U.S. missiles strike Iraq Kurds slain, reports allege

Iraqi troops hunted foes, hundreds killed, aid workers say


DIYARBAKIR, Turkey -- Soldiers from Saddam Hussein's army, who overran and captured the northern Iraq town of Erbil this weekend, conducted house-to-house searches for those Kurdish leaders they viewed as enemies or traitors and killed hundreds of people, fleeing aid workers arriving here said yesterday.

The attackers arrived in several hundred tanks early Saturday morning, surrounding Erbil and cutting off escape routes. Senior officials of the Kurdish group that controlled the town until then were said to have been among those captured and possibly executed by Iraqi soldiers and their Kurdish allies.

"Tanks from the special forces of Iraq took over the city, including the Parliament building and the radio and television station, before nightfall on Saturday," said German Urrea, a European Community aid administrator who lived in Erbil until he fled Saturday. "There was no massive bombardment. It wasn't necessary because the people defending the city had only light weapons and there was no way to resist this kind of attack."

Urrea and other aid workers said that one Kurdish group, the Kurdistan Democratic Party (KDP) led by Massoud Barzani, had appealed to Hussein to intervene in northern Iraq to crush the ascendant power of its rival, the Patriotic Union of Kurdistan (PUK), which is led by Jalal Talabani and enjoys the support of Iran.

"According to our information, at 3 o'clock on Saturday afternoon PUK officials gathered to plan a breakout from the city, but it was already too late," said one aid worker. "We have reports from people, who I believe as much as I believe my own eyes, that all or most of them were captured and killed.
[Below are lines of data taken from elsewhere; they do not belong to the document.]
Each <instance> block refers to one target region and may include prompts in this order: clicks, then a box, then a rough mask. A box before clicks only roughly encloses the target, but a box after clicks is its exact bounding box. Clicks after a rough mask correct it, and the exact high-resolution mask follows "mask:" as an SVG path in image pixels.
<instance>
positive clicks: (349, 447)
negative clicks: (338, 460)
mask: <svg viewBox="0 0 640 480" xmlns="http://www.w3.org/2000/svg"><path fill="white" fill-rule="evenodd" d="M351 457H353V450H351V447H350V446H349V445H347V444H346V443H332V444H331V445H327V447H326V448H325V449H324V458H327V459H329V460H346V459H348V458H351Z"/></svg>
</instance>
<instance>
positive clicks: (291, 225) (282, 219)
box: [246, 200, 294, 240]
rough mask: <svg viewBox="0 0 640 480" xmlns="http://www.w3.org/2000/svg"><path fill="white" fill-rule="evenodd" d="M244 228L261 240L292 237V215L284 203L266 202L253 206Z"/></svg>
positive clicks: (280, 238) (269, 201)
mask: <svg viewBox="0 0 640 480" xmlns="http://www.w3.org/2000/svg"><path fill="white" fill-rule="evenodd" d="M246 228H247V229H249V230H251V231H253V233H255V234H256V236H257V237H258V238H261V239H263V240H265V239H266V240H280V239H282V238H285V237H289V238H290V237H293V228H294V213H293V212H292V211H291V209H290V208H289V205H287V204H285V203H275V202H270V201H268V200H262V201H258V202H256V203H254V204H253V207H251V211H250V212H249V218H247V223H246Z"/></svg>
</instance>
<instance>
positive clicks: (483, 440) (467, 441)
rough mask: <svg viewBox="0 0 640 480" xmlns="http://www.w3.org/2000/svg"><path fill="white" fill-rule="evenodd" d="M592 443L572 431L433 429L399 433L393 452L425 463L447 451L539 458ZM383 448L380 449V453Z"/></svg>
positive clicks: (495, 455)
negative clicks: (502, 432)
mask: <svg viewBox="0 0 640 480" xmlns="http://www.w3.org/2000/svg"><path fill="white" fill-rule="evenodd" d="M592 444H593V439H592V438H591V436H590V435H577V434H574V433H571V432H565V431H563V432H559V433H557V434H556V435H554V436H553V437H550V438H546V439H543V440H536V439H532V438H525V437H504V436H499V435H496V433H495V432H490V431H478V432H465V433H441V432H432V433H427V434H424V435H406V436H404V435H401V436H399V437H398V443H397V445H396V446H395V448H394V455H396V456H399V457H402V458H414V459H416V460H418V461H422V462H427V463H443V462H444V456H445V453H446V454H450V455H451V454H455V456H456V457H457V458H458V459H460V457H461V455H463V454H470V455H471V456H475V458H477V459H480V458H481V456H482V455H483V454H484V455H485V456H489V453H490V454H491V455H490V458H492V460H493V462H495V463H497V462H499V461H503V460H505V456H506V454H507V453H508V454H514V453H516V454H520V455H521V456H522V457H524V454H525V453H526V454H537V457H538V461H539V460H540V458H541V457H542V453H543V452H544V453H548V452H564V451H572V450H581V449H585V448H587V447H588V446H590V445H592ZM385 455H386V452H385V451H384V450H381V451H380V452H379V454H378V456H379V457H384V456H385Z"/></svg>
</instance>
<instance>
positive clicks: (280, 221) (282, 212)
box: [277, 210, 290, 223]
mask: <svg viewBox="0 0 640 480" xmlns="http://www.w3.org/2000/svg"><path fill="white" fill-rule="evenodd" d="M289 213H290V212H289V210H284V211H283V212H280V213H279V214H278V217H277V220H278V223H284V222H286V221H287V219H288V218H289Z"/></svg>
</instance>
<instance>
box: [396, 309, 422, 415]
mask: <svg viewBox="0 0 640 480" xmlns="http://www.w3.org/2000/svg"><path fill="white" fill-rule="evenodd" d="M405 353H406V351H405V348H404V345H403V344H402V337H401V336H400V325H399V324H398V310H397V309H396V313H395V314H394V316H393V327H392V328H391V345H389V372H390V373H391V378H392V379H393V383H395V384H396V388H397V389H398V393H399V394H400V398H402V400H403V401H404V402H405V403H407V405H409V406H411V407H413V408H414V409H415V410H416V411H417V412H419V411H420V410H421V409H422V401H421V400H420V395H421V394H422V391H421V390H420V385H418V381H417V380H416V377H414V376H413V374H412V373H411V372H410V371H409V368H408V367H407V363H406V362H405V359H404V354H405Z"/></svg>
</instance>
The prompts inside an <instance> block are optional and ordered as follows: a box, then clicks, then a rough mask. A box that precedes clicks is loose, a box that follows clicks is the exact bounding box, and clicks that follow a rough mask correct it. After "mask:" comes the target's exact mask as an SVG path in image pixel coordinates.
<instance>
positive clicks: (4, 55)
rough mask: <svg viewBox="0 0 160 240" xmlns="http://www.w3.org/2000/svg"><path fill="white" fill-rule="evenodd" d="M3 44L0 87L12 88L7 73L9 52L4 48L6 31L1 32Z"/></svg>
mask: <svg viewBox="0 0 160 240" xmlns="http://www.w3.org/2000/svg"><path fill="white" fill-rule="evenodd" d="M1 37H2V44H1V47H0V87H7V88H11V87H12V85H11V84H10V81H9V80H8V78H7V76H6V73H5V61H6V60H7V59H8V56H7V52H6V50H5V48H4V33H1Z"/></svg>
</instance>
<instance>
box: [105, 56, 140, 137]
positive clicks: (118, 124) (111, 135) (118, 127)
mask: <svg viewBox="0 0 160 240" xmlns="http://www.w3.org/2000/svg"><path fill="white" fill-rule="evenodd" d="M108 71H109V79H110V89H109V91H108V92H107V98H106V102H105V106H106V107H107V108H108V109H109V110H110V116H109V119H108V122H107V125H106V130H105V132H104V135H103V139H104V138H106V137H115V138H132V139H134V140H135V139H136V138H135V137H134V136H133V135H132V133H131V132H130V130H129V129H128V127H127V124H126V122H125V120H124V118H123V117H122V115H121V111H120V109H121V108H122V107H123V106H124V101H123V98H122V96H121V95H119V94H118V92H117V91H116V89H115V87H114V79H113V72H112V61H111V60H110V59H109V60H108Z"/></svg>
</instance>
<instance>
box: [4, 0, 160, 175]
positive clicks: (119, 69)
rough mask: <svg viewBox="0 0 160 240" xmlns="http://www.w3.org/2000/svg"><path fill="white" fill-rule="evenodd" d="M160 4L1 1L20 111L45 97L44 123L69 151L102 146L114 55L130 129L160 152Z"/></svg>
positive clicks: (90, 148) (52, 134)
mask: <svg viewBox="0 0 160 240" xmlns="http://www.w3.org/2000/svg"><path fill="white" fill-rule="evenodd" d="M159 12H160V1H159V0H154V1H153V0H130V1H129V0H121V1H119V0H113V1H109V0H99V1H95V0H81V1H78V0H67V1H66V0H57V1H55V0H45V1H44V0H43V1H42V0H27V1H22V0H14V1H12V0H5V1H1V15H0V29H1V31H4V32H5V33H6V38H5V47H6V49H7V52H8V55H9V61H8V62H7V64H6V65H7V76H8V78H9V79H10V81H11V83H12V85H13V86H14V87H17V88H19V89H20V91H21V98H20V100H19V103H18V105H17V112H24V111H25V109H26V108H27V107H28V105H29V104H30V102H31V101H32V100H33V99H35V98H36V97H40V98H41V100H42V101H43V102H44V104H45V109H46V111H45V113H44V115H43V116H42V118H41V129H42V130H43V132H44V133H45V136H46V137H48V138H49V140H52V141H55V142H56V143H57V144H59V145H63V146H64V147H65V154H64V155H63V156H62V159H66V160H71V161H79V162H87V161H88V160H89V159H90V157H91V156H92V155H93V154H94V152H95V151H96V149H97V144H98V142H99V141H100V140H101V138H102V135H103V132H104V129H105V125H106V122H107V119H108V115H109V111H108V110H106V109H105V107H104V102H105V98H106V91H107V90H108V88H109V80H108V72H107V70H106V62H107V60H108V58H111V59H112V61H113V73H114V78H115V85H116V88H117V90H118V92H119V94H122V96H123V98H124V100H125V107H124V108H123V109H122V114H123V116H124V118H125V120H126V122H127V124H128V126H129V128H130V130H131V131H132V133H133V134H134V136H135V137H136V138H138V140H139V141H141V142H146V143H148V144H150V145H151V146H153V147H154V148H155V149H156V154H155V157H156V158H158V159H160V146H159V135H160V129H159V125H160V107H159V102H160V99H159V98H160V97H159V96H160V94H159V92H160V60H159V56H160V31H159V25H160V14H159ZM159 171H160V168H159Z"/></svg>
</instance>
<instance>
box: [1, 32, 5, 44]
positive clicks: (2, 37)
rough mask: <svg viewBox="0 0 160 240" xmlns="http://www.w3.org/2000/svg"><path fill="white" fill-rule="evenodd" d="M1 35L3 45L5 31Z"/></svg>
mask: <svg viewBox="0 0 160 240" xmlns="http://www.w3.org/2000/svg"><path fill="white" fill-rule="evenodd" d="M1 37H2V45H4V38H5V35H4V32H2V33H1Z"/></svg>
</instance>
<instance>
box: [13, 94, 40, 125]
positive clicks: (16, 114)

The Iraqis were after a good 100 people. Any that weren't caught must be hiding inside Erbil, since there is no way out."

Witnesses to the fighting estimated the total number of dead in HTC Erbil at between 1,000 and 2,000. They said dozens of trucks full of jubilant KDP fighters and their Iraqi allies careened through the streets, with occupants singing songs and firing celebratory bursts of gunfire into the air.

Tanks and other armored vehicles began withdrawing from Erbil after the outcome of the battle was decided, the witnesses said, but Iraqi security forces remained.

"Iran's forces entered a part of northern Iraq six weeks ago to bombard an Iranian refugee camp, evidently with permission from Talabani, whose people controlled that area," said Urrea. "After that happened, the Barzani forces went to Saddam and complained that this was part of a campaign to upset the balance of power in northern Iraq, and that it could be a precursor to full-scale Iranian involvement inside Iraq. They asked Saddam to intervene to help them, and he did."

The Kurdish enclave in northern Iraq was created by the United States in 1991 to prevent Hussein, who had just lost the Persian Gulf war, from moving against Kurdish groups there.